ÉPOCA – Caetano Veloso declarou em uma entrevista que só Elis chegou ao estrelato em primeiro lugar. Você consegue se distanciar da sua mãe e fazer uma análise da importância da Elis dentro da música brasileira?
Pedro –
 Consigo. Consigo porque eu convivi infinitamente mais com a Elis Regina artista do que com a Elis Regina mãe. Sendo bem lúcido, eu concordo plenamente com o Caetano. Ela está em um nível acima de tudo o que foi feito na época dela e do que vem sendo feito até hoje. É chocante a disparidade técnica e vocal dela em relação a qualquer outra cantora brasileira. Ela tinha café no bule em quantidades absurdas. Para mim, Elis é uma das maiores cantoras que já vi cantar no mundo. Estou ouvindo algumas gravações caseiras dela, feitas descompromissadamente. Até dessa maneira, ela era muito boa. Claro, eu tenho a consciência de que esse posto de “a maior” também tem a ver com a ausência dela. Mas pessoas como ela, o Pelé, o Senna alcançam um patamar de excelência que não tem quem tire. Às vezes penso que ela era de outro planeta, tamanha genialidade. Fico feliz de poder celebrar o legado dela. Tenho certeza que ela ficaria amarradona neste show.
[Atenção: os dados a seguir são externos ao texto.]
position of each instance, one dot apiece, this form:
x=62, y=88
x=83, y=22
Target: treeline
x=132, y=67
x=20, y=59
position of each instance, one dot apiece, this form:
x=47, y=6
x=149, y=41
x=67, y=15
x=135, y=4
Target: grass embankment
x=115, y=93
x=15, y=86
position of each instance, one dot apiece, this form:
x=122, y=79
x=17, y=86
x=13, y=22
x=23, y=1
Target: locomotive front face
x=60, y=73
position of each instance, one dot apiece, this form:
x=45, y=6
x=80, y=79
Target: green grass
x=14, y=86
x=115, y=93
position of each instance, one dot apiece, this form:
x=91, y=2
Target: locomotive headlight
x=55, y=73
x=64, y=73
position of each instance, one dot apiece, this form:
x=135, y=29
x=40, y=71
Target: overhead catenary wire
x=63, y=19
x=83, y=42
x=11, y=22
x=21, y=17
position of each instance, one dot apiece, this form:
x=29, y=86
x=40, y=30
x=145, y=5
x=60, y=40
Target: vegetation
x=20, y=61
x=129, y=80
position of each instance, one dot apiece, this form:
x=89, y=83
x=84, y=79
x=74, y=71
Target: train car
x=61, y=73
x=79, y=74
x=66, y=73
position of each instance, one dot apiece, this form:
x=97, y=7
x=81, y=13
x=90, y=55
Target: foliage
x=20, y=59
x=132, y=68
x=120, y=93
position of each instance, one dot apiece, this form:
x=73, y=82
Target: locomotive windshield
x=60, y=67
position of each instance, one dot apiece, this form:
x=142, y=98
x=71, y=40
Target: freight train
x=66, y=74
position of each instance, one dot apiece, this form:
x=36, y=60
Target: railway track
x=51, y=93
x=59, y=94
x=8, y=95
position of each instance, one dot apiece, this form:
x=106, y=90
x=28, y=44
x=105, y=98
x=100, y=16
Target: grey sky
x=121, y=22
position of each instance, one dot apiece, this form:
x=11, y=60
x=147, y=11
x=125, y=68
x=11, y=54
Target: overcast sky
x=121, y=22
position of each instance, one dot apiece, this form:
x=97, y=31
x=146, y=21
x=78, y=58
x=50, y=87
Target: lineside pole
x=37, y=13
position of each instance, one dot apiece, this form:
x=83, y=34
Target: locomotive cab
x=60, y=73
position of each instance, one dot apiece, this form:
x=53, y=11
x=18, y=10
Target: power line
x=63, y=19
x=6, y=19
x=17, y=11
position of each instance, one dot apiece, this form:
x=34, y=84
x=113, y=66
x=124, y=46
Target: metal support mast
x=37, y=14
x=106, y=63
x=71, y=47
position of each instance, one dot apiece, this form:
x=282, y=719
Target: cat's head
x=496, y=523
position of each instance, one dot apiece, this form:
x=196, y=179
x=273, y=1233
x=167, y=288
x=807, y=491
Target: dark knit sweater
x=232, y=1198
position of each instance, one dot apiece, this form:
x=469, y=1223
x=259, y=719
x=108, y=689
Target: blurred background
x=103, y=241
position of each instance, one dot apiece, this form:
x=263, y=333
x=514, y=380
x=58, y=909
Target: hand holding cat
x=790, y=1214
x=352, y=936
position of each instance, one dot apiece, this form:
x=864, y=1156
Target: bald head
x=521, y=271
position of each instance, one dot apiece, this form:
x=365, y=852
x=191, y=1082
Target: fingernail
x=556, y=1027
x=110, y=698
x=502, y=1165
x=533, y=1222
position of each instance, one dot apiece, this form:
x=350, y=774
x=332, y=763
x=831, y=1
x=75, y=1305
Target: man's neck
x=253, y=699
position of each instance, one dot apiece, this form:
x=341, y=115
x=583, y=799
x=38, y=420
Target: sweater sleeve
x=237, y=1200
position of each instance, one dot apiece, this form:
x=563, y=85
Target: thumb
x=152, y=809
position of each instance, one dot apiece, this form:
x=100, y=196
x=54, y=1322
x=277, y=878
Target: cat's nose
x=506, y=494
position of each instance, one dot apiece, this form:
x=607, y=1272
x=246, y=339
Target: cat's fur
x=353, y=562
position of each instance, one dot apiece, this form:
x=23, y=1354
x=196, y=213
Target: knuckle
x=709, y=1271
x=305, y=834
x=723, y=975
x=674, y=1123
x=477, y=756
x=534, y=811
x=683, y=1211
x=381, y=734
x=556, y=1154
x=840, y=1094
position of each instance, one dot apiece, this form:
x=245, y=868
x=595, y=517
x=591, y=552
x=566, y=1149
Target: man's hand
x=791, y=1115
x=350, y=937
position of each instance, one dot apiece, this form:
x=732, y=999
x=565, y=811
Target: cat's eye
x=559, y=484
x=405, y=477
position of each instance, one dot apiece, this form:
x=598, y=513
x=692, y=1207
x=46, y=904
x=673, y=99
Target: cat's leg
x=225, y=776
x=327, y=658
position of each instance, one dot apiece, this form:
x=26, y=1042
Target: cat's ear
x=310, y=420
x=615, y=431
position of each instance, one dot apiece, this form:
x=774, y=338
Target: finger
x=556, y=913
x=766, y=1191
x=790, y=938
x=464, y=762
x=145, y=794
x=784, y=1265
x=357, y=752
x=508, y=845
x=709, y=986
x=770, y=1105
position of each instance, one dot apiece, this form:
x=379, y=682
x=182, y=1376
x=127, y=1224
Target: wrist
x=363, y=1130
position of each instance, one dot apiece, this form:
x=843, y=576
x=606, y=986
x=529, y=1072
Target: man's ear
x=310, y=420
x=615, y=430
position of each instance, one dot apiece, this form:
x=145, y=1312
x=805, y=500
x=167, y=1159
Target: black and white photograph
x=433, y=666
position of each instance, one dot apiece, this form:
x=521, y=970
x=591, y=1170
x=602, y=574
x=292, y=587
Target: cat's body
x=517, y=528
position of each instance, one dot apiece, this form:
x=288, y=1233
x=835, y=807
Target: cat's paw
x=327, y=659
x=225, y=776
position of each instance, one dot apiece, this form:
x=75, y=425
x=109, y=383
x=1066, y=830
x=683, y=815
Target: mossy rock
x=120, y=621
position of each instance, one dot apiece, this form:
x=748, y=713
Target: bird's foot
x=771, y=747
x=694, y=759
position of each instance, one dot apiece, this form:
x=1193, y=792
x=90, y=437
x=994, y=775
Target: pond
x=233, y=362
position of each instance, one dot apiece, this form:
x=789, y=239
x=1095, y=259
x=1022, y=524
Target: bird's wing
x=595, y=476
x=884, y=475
ÉPOCA – Os 30 anos sem Elis têm gerado inúmeras iniciativas em torno da obra dela. Uma cinebiografia foi autorizada, uma peça anunciada. Como vocês, filhos, estão lidando com esse assédio?
Pedro –
 Temos que ter discernimento. O Hugo Prata, que vai dirigir a cinebiografia, é meu amigo, é amigo do meu irmão. Eu, Pedro, digo que ele tem a minha total confiança. Claro que é complicado. Uma cinebiografia vai tocar em assuntos delicados, que mexem com nós filhos. Mas, além do Hugo, o Nelson Motta também está no projeto (Motta será o roteirista). Acredito que eles vão fazer um trabalho respeitoso. Sobre a peça, ainda não recebemos o roteiro, só um pedido de autorização de uma produtora interessada em desenvolver o projeto. Sempre fomos muito reticentes em relação a isso, confesso. Principalmente porque apareciam coisas totalmente sensacionalistas. Mas as propostas estão ficando cada vez mais maduras. E, com o passar dos anos, o distanciamento do luto tem nos permitido uma segurança maior para esquecer o parentesco e pensar na artista Elis, em projetos para trabalhar a imagem dela, principalmente entre os jovens. Posso adiantar que cada herdeiro também tem uma ideia para que isso aconteça. Ainda não chegamos a um denominador comum, mas todas as ideias são muito boas. Pode ser até que apareça mais de uma iniciativa nesse sentido.